Ashizawa Tatsuto, Okada Ryosuke, Suzuki Yoshiaki, Takagi Makoto, Yamazaki Tatsuyuki, Sumi Tetsuo, Aoki Toshiaki, Aoki Tatsuya
Department of Surgery, Hachioji Medical Center of Tokyo Medical University, Hachioji, Tokyo 193-0998, Japan.
Acta Med Okayama. 2006 Dec;60(6):325-30. doi: 10.18926/AMO/30723.
We investigated the diagnostic significance of IL-6 for lymph node metastasis and/or hepatic metastasis from colorectal cancer in 65 patients and evaluated the contributions of 8 factors (IL-6, HGF, IL-1beta, TNF-alpha, TGF-beta1, ELAM-1, ICAM-1, VCAM-1) toward Dukes.s classification of 53 patients. We also examined IL-6 expression in tumor tissue. From the receiver operating characteristic (ROC) curve analysis, an optimal cutoff value of 5.8 pg/ml was determined to classify lymph node and/or hepatic metastasis, and that of 6.3 pg/ml was determined to classify hepatic metastasis.
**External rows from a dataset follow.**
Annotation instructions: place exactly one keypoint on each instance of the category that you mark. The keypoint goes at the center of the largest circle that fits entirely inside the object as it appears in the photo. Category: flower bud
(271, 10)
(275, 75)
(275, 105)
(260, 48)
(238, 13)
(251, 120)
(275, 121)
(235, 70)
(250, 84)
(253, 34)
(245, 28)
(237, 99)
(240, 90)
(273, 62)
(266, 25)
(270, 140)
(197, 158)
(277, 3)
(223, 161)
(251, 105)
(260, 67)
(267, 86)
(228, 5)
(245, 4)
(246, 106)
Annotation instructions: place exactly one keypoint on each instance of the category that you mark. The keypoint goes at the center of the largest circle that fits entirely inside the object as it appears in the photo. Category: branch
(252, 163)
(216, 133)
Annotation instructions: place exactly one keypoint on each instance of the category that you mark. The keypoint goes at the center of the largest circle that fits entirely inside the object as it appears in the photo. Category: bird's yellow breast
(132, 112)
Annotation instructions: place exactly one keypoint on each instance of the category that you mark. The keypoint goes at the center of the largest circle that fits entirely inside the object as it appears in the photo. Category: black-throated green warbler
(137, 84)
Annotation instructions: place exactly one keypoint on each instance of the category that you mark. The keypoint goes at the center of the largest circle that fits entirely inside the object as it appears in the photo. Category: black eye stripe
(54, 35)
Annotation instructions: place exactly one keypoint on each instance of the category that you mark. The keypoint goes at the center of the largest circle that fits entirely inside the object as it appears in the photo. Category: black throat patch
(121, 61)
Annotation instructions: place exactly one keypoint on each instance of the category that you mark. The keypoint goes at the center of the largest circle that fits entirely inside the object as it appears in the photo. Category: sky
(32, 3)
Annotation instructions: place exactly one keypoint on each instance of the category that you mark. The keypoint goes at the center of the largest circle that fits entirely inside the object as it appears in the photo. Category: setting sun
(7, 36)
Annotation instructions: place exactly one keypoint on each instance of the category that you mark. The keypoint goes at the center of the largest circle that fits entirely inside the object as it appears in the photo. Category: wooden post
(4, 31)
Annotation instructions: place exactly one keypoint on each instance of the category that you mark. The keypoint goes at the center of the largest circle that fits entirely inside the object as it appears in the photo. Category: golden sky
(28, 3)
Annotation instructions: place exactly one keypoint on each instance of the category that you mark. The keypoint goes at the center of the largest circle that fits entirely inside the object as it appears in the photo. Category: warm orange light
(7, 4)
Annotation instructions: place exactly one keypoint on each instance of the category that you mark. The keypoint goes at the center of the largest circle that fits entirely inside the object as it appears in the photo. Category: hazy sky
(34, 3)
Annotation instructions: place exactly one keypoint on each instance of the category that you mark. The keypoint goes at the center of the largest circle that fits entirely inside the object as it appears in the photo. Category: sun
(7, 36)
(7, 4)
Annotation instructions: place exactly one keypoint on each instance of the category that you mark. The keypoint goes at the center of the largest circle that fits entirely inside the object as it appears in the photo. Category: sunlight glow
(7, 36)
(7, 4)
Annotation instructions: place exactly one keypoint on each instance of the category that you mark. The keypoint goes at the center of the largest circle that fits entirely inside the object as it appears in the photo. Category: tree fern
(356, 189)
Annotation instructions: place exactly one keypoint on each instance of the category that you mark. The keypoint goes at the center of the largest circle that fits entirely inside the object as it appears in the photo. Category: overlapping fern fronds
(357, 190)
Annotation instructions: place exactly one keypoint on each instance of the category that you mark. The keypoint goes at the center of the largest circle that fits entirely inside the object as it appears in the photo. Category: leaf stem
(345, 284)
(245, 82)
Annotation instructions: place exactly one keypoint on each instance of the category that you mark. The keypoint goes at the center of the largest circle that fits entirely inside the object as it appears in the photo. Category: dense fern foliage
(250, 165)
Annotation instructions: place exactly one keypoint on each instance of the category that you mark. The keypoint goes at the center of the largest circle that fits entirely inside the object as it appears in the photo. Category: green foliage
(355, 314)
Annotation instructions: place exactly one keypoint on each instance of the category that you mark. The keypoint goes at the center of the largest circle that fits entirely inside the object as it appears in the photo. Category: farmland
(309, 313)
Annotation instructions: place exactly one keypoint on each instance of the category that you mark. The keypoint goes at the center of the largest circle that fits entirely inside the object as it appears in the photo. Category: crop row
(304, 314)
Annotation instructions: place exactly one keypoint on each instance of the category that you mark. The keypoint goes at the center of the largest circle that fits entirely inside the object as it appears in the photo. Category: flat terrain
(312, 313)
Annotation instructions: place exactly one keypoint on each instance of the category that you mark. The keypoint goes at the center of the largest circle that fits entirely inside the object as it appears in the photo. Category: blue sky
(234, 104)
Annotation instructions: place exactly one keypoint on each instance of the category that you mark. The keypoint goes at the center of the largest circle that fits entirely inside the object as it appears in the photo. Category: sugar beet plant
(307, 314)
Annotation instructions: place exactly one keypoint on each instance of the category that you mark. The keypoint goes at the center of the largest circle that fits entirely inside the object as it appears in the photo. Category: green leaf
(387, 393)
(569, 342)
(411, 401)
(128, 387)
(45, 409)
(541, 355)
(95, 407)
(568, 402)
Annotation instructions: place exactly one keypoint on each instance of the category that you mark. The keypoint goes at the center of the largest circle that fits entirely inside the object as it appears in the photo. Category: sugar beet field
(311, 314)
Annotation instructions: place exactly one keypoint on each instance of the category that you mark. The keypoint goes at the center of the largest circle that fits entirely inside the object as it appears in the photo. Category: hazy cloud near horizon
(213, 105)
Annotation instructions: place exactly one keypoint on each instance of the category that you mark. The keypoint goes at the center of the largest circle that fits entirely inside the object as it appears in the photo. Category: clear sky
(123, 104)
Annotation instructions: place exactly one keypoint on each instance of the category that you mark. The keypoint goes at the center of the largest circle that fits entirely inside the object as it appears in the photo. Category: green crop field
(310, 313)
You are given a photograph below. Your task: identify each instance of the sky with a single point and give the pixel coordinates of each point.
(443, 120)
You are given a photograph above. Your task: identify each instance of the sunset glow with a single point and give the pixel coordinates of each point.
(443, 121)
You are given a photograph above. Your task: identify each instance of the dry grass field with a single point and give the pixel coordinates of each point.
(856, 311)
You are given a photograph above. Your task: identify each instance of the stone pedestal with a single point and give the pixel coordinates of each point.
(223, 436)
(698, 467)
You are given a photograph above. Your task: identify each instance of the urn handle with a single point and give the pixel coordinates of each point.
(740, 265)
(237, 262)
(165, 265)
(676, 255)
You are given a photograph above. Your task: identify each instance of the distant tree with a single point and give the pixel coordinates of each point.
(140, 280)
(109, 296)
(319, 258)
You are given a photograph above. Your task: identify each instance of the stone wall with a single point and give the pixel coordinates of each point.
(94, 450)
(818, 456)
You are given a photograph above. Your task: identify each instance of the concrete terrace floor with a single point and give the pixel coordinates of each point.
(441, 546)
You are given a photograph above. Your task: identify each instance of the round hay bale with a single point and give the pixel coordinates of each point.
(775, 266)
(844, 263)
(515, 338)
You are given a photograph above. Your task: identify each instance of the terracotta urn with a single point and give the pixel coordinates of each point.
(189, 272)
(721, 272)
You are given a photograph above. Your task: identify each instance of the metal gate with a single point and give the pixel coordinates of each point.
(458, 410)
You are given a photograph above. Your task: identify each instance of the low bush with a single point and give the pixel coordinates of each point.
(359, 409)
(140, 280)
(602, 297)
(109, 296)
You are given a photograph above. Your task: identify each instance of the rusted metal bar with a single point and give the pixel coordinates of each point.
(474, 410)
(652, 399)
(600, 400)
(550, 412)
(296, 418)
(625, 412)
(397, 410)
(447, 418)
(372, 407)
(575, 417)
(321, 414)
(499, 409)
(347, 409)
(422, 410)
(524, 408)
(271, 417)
These values indicated sensitivities of 55.0% and 71.4%, and specifi cities of 100% and 88.6%, respectively. IL-6, HGF, and ELAM-1 were very useful for distinguishing among Dukes.s A/B group, C group, and D group. In all cases with high IL-6 values (more than 25.0 pg/ml), immunohistochemical staining was positive for IL-6 in the cytoplasm of cancer cells. IL-6 is strongly suspected to be involved in lymph node and/or hepatic metastasis by promoting it through HGF, and serum IL-6 value (pg/ml) would be useful diagnostically to estimate whether or not there is a high risk of lymph node and/or hepatic metastasis.
我们研究了白细胞介素-6(IL-6)对65例结直肠癌患者淋巴结转移和/或肝转移的诊断意义,并评估了8种因子(IL-6、肝细胞生长因子(HGF)、白细胞介素-1β(IL-1β)、肿瘤坏死因子-α(TNF-α)、转化生长因子-β1(TGF-β1)、内皮细胞白细胞黏附分子-1(ELAM-1)、细胞间黏附分子-1(ICAM-1)、血管细胞黏附分子-1(VCAM-1))对53例患者Dukes分期的作用。我们还检测了肿瘤组织中IL-6的表达。通过受试者工作特征(ROC)曲线分析,确定将淋巴结和/或肝转移分类的最佳截断值为5.8 pg/ml,将肝转移分类的最佳截断值为6.3 pg/ml。这些值分别显示敏感性为55.0%和71.4%,特异性为100%和88.6%。IL-6、HGF和ELAM-1对区分Dukes A/B组、C组和D组非常有用。在所有IL-6值高(超过25.0 pg/ml)的病例中,癌细胞胞质中IL-6的免疫组化染色呈阳性。强烈怀疑IL-6通过HGF促进淋巴结和/或肝转移,血清IL-6值(pg/ml)在诊断上有助于评估是否存在淋巴结和/或肝转移的高风险。